C’est l’histoire d’un village qui explore son passé en toute convivialité. Voilà l’essence même de l’exposition Mémoire de Porcheville. Sous l’impulsion de la municipalité et grâce aux recherches appuyées de Corinne Gomond, 5e adjointe au maire, de Françoise Wissler, archiviste, et de Danièle Jamet, secrétaire, une rétrospective poussée des antécédents de la commune permet enfin de découvrir et de comprendre l’histoire de Porcheville. « Ce projet est, au départ, une commande de Maurice Robert qui voulait redonner vie à une ancienne exposition. C’est comme cela que j’ai commencé à faire des recherches pour me rendre compte qu’il y avait énormément de choses à raconter », explique Corinne Gomond.
Avant tout, nos trois enquêtrices de la mairie ont étudié de nombreux documents. Elles se sont rendues aux archives départementales des Yvelines ou encore à la Bibliothèque nationale de France. Ensuite, elles ont patiemment collecté différentes cartes postales et photographies accompagnées des témoignages de personnes âgées. « À force de proposer leur propre histoire au Porchevillois, il m’est venu l’idée d’en faire un ouvrage d’une centaine de pages, avec beaucoup d’informations, de beaux clichés et de belles illustrations », ajoute-t-elle.
D’hier à aujourd’hui
De la culture de la vigne à l’urbanisation, de l’époque des résidences secondaires pour parisiens à l’avènement d’une nouvelle ère signe de modernité, avec l’arrivée de la centrale EDF, ce livre sera basé sur le modèle de l’exposition. Prévu pour janvier 2008, il devrait combiner des textes et des duos de photos, sur le principe du avant-après, pour illustrer les changements qui ont eu lieu.
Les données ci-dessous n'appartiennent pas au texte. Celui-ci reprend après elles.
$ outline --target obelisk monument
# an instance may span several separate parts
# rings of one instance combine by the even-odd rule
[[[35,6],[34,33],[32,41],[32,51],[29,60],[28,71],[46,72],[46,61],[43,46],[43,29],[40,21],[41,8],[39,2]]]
Mais la valeur ajoutée de ce recueil pourrait bien provenir des anecdotes croustillantes révélées par les habitants eux-mêmes. Par exemple la cavale de Pierrot le Fou qui s’est terminée à… Porcheville. Ou encore cette dame qui est venue sonner chez l’adjointe pour lui dire : « Corinne, j’ai pensé à toi, j’ai retrouvé des photos de mon mari dans les champs de Porcheville ». Des petites attentions qui donnent l’envie de continuer à la petite équipe : « Ce sont les anecdotes et la mémoire vivante de ce village qui font que son histoire s’écrit : ça fait chaud au cœur et c’est génial ! »
Renfort des seniors
Débordées par ce projet qui dépasse les espérances de tous, les trois protagonistes de cette aventure ont reçu le renfort d’un groupe de personnes âgées de la commune. Ces seniors ont proposé spontanément de s’occuper des visites et de l’entretien de l’exposition, pour aider à mettre en avant les atouts de leur ville. Et des atouts, la commune en est remplie. Comme l’indique Françoise Wissler : « Le problème c’est que nous sommes un lieu de passage obligé pour beaucoup de gens qui ne font que passer et ne voient rien du bourg en lui-même. Il faut vraiment aller à l’intérieur pour se rendre compte qu’il s’agit d’un village rural avec des racines et un cœur historique. »
Thomas Gourlin
La cavale de Pierrot le Fou
« J’ai rencontré un ancien commissaire de police qui a habité ici. Il s’est présenté comme un passionné de l’histoire de Pierrot le Fou pour me raconter que ce dernier serait mort, par hasard, à Porcheville. En effet, après quelques investigations, j’ai découvert que dans la nuit du 11 novembre 1946, l’ennemi public numéro un, Pierre Loutrel, est venu finir sa lente agonie chez un ami porchevillois : Raymond Courtois.
« Après un casse chez un bijoutier de Paris, Loutrel s’est blessé à l’abdomen en cherchant à rengainer son arme. Il passera plusieurs jours à l’hôpital sous un faux nom pour être finalement transporté chez son ami de Porcheville. Pierrot le Fou mourra à la Titoune, et sera enterré sans ménagement sur l’île de Chataignon. Les restes du hors-la-loi ne seront découverts qu’en mai 1949 et identifiés grâce à une incisive en biseau. Pierre Loutrel, enfant, était tombé d’un arbre », raconte Corinne Gomond.